Durante los meses de confinamiento y los que vinieron después, con la locura de cierro y abro restaurantes, mi marido hostelero decidió poner en marcha ... un huerto ecológico. Primero porque cree en las bondades de los productos 'kilómetro cero' y segundo porque necesitaba algo para distraerse y quemar su indignación.
El resultado es que tiene un huerto precioso con unas tomateras y berenjenales que parecen una selva, ha perdido 20 kilos y no se ha vuelto loco. Así que intenta convencer a todo el mundo de que la mezcla de actividad física, aire libre y contacto con la naturaleza es la solución para casi todo. 'Agrofitness' lo llama, porque «ven a ayudarme al huerto» se ve que no tiene el mismo enganche marquetiniano.
El caso es que durante mis vacaciones se ha empeñado en convencerme de que me deje de dietas y ansiolíticos, cual gurú de la autoayuda. A mí, que soy alérgica a casi todo y que desde bien pequeña me he creído lo que me decían las monjas: que «hay que tener cuidado con los que te quieren llevar al huerto».
No me importa el madrugón para evitar las horas de calor, pero el 'recolecting', 'poding' y 'azading' que forman parte del 'agrofitness' no me han seducido demasiado. Aunque le cambiemos el nombre siguen siendo actividades tan duras como siempre.

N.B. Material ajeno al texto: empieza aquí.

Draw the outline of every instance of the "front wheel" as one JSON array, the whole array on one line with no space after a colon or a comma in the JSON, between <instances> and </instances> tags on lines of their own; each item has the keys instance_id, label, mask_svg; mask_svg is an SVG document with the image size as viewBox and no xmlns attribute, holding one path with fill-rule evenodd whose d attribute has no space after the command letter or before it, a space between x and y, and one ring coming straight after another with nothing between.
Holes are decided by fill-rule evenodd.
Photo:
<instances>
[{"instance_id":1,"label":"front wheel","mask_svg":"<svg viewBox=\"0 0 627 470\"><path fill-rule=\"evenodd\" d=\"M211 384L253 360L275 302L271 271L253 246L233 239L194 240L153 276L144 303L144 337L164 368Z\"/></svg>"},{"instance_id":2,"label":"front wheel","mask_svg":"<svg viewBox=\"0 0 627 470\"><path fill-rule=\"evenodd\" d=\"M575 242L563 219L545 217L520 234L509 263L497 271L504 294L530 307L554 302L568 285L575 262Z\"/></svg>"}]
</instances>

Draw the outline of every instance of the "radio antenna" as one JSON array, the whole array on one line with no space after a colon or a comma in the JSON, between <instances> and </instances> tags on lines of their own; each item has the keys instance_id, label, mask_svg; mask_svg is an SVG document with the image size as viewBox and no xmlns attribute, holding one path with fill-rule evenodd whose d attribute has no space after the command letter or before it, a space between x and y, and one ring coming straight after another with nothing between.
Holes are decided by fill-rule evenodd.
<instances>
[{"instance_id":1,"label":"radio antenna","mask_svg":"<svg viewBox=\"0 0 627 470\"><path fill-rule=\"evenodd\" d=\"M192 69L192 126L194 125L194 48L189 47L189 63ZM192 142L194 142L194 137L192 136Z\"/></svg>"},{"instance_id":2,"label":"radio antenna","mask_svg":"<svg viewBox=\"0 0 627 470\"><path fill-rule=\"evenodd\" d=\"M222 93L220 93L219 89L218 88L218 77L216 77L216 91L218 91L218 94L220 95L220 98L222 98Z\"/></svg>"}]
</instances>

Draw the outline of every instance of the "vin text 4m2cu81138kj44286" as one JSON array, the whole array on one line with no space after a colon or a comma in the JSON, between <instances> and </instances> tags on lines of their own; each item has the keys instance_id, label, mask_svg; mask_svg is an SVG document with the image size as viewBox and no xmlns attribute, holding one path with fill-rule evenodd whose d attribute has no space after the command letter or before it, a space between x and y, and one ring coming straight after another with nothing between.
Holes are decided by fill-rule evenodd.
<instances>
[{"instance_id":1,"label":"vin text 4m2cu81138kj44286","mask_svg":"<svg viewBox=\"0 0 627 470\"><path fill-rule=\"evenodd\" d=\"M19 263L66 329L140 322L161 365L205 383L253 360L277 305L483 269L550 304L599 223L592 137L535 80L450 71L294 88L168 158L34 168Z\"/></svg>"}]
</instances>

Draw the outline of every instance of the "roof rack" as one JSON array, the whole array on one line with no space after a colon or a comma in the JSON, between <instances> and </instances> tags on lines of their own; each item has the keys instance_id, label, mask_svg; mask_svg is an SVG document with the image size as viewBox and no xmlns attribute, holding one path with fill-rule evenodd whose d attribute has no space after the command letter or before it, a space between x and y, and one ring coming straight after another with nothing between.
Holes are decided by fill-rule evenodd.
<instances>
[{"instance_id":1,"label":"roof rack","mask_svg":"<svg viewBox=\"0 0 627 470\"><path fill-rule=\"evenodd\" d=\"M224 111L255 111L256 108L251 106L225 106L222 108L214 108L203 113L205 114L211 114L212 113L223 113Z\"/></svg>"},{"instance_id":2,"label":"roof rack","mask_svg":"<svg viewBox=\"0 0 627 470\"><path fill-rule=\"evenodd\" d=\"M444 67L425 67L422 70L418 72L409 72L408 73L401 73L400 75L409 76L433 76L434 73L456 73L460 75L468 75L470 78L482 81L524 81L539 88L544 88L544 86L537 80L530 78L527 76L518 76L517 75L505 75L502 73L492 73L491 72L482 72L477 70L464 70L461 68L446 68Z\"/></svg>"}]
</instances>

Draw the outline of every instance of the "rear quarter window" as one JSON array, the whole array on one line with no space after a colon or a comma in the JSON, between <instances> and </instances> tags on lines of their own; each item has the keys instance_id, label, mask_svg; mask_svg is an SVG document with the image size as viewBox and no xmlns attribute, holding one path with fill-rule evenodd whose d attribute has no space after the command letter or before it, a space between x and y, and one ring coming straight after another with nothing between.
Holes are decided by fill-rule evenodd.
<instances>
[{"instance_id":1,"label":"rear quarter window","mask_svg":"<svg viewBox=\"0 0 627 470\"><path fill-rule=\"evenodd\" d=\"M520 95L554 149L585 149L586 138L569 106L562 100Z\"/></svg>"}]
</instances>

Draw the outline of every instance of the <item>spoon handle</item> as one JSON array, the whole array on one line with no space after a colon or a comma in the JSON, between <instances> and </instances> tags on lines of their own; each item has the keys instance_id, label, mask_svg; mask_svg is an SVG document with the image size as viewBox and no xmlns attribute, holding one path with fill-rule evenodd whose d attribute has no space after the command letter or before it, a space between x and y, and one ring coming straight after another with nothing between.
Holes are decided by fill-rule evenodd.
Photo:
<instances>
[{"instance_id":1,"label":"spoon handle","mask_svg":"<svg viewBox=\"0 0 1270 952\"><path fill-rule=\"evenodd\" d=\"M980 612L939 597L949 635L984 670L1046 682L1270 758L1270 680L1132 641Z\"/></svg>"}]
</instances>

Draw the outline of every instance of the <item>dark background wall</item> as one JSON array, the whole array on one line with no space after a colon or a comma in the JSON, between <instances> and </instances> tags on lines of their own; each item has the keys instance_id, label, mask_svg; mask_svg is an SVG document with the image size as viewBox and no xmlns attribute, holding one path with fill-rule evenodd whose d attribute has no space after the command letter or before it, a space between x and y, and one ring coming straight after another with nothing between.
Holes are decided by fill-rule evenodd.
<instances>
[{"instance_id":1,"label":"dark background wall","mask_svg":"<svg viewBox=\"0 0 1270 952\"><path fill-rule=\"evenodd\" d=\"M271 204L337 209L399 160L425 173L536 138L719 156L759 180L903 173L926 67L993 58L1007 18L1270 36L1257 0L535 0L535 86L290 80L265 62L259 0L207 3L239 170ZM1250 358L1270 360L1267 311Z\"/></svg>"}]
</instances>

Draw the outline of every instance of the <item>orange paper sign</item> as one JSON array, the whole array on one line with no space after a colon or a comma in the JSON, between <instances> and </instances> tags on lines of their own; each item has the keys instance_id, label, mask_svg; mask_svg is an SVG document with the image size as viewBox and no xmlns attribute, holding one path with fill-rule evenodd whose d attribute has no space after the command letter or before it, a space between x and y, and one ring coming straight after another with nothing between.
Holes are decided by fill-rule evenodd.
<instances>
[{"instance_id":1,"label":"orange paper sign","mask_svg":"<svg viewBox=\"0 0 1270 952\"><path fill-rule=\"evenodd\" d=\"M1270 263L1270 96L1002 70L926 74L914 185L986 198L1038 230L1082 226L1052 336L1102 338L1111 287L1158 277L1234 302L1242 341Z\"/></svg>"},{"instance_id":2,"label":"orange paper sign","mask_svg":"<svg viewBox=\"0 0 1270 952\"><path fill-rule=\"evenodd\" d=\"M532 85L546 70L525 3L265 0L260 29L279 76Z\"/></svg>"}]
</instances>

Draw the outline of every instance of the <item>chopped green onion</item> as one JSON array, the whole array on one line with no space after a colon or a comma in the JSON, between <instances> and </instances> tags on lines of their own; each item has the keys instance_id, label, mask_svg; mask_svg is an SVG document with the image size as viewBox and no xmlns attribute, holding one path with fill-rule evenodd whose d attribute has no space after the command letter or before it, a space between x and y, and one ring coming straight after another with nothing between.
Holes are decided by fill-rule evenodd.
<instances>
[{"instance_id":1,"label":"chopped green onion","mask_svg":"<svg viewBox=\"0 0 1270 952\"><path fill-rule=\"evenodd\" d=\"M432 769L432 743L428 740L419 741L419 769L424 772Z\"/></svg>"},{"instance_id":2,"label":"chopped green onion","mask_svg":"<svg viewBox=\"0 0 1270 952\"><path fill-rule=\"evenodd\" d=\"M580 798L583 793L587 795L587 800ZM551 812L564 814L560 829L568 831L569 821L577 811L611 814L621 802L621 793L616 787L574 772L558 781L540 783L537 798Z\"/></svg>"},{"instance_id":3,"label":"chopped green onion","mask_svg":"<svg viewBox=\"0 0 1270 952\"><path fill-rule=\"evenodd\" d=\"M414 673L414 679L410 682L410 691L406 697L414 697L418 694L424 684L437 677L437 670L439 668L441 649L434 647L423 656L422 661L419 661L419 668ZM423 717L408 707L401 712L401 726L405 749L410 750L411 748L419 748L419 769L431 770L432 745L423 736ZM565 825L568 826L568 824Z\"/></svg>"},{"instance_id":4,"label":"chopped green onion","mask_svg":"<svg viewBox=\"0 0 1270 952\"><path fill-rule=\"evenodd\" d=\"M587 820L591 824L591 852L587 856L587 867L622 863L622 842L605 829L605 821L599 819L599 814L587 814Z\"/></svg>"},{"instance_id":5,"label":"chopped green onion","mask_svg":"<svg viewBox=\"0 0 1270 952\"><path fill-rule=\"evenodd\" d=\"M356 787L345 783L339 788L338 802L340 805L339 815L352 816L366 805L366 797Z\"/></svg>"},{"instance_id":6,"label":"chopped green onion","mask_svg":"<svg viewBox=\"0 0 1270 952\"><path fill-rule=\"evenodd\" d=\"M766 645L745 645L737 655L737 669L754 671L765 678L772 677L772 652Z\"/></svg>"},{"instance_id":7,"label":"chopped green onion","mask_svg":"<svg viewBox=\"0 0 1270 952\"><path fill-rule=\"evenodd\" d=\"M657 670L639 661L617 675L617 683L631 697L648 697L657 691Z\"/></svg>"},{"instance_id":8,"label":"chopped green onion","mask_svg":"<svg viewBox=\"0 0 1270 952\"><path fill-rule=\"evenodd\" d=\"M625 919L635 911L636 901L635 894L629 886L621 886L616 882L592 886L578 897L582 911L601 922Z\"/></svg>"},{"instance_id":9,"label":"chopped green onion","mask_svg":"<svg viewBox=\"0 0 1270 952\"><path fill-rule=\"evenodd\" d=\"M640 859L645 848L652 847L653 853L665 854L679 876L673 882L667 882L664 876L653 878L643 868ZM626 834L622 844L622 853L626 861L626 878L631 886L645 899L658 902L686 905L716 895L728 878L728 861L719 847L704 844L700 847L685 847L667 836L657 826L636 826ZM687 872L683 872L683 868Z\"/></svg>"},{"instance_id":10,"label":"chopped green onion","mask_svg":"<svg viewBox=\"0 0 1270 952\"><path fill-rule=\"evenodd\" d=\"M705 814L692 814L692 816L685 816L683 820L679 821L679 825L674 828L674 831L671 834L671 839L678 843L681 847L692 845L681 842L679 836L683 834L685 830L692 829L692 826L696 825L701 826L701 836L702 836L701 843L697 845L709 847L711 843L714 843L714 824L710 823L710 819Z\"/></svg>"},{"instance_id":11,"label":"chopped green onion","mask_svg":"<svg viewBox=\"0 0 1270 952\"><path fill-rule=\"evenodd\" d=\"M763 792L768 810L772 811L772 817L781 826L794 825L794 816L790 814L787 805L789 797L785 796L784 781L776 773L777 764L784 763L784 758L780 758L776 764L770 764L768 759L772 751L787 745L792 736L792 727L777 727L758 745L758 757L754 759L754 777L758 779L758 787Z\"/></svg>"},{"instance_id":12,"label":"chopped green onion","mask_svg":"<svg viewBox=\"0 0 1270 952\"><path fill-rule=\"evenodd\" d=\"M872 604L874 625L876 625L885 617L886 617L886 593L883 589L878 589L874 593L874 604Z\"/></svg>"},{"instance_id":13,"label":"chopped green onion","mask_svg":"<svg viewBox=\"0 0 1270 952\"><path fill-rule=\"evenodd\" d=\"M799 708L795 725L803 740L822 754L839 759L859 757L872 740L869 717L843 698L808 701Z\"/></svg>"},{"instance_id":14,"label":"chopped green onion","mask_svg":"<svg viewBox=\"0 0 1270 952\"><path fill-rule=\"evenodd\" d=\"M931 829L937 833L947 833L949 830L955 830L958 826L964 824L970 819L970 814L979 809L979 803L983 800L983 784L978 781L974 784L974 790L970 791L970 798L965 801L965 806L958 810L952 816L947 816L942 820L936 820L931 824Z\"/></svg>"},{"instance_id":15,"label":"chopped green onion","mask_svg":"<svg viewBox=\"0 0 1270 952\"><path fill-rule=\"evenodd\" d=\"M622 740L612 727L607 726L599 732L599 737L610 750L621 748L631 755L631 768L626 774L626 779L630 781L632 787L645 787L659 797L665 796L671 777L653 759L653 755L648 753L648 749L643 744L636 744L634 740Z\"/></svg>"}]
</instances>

No hace falta que os jure que yo no he obtenido los mismos resultados que mi gurú. Llevo el cuerpo lleno de agujetas, mi bronceado no es apto para presumir en la playa y mis brazos son un muestrario de arañazos y pequeños granitos. Son las heridas de mi lucha con las plantas de calabacín, cuando iba cuchillo en mano como una loca por el huerto. Mi consuelo es que puedo decir con orgullo aquello de «tendríais que ver cómo quedaron ellas».